Within the ramparts of the fort are some fifteen contemporary hut sites comprising horseshoe shape scoops and circular enclosures, some of which can be seen by the casual visitor. The south-facing entrance is still well defined and a track would have led southwards towards an area of fields which are still apparent at the far end of the hill. Aerial photographs show considerable evidence of ancient field patterns throughout much of the surrounding countryside.
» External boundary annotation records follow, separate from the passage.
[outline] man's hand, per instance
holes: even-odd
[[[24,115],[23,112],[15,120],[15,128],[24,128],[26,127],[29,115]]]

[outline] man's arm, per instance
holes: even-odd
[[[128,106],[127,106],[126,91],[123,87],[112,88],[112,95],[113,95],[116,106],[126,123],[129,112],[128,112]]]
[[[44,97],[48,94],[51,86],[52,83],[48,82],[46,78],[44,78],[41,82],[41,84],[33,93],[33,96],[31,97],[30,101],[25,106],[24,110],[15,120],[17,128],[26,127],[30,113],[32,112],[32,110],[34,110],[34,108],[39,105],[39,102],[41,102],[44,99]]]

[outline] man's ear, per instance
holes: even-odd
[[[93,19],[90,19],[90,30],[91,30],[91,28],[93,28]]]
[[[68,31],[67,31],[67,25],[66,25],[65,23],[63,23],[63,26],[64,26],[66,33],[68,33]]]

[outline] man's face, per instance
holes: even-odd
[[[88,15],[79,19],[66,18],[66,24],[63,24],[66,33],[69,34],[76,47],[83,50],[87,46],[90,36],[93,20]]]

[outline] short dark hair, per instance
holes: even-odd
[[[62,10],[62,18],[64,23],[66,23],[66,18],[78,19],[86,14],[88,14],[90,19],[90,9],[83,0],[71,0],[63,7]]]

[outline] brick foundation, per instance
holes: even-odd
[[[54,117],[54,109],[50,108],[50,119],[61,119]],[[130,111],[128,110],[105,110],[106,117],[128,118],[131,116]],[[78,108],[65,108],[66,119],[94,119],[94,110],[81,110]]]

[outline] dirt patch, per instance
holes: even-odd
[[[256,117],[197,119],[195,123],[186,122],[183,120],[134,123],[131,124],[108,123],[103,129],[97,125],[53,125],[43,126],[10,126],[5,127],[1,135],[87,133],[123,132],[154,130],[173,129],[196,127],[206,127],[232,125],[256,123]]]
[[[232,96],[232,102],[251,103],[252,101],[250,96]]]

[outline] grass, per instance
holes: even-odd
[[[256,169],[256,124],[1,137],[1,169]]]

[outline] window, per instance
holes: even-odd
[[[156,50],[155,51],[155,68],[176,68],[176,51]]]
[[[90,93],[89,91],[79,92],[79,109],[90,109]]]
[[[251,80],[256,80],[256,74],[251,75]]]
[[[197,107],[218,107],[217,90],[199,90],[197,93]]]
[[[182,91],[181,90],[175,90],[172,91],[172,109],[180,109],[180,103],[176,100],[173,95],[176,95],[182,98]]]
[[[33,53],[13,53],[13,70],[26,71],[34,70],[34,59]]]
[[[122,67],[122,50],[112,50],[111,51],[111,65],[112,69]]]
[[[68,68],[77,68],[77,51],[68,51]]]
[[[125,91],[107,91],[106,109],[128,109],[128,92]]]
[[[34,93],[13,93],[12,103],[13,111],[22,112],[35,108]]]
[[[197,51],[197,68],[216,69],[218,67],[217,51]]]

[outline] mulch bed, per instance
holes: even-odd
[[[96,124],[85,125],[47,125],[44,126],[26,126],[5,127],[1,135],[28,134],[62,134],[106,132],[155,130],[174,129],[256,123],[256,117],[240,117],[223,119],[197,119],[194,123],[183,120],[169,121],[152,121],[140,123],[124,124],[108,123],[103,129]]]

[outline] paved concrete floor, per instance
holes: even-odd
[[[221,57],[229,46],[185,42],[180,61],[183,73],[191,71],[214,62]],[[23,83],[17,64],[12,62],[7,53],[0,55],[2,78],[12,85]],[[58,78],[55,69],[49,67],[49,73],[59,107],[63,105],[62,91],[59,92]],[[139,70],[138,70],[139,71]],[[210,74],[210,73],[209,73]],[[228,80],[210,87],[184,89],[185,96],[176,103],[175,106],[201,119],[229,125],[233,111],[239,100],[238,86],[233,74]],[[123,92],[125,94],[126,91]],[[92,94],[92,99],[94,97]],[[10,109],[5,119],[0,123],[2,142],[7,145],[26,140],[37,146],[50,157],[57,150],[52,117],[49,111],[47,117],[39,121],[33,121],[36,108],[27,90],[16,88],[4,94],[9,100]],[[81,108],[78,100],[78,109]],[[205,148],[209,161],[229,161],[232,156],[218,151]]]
On the west side of Sidown Hill (immediately to the west of Beacon Hill) there is an area of well defined field terracing.

North of Beacon Hill there is a Bronze Age Bowl Barrow (scheduled ancient monument number 290) sited in a fir plantation and covered with trees.

150 yards south of Beacon Hill Camp is a Bronze Age round Barrow (scheduled ancient monument number 318)

On the hill there are two lynchets halfway down the north slope, with a number of later hollow-ways encroaching upon them.

The beacon on the hill here passed the Hampshire warning on from the county to Cuckhamsiey Beacon in Berkshire. Nearby excavations revealed red brick and flint fireplace pottery, tobacco pipes amongst other items. This was presumably the site of a shelter hut for the men who watched the bonfire.

The tomb of the famous Egyptologist, George Herbert, 5th Earl of Carnarvon lies within the fortifications. It is also where Sir Geoffrey de Havilland made his first successful test flight on 10 September 1910, commemorated by a memorial stone situated in the Seven Barrows field to the south of Beacon Hill.

==Location==
The site is located at , to the southwest of the village of Old Burghclere, in the county of Hampshire. The hill has a summit of 261m AOD. Nearby to the east lies Ladle Hill and further east is Watership Down. Also to the north east lies Old Burghclere Lime Quarry SSSI. The A34 runs between Beacon Hill and Ladle Hill to the east. To the west lies Sidown Hill.